I can still see his face when we were little kids ringed around the dining room table which he loved to furnish with lots of food. Sometimes he would look up from his silent thoughts and say, "Let's go uptown and have some fun." He loved to have fun then and was very exciting to be with, in fact, sometimes almost strenuous. The electric energy just pulsed through him, his hands twitched and his eyes constantly searched the room for some blessed object which he never found. He was a good sized man, almost six feet, and very broad in the shoulders: his head was big and his gestures packed with emotion. His voice was Southern, clear, and a little high. He dominated any gathering he was in. A long ride with him, though a delightful and rare opportunity to talk, left you dazed, a little like a ride with an unexploded bomb. He loved to listen to young people, to advise them, to help.
In his own long, incredibly active life, Paul Green saw Americans becoming richer, more decadent, more self-indulgent, more violent, destroying more land, water, air and people. He never stopped talking against those infamies, and writing those letters to politicians that most of us can't be bothered to write, making phone calls, lobbying in legislatures, going to dull meetings, giving money to causes, following the news carefully, reading and thinking. Why? Because, I think, he was scared. And if we have any sense we are scared too. In 1978 he said, "I represent a concerned world. We have now the ability, the probability of protecting and doing great things for the world but the opposite may occur." That is chilling, but the only possible sane view. "The opposite may occur."

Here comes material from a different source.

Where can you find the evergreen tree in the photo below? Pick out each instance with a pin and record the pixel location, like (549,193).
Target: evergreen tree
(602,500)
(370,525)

As the years went by he felt more and more urgency to work more and more. Almost all of his recreations he set aside, one by one. He worked longer hours out in his little cabin. Instead of coming to the house for lunch he began to take a banana and a Pepsi with him when he went out to the cabin in the mornings, walking a bit more slowly now when he thought no one was looking.
And he worked harder and still harder, and he got tireder and tireder. One Sunday in the springtime, he drove his beloved tractor to its shed. And the next day his surging heart finally refused the burden of his incomparable energy.
And so, on the fourth of May, 1981, he lay down in the guest bedroom, turned his face to the wall and slept his way over into death.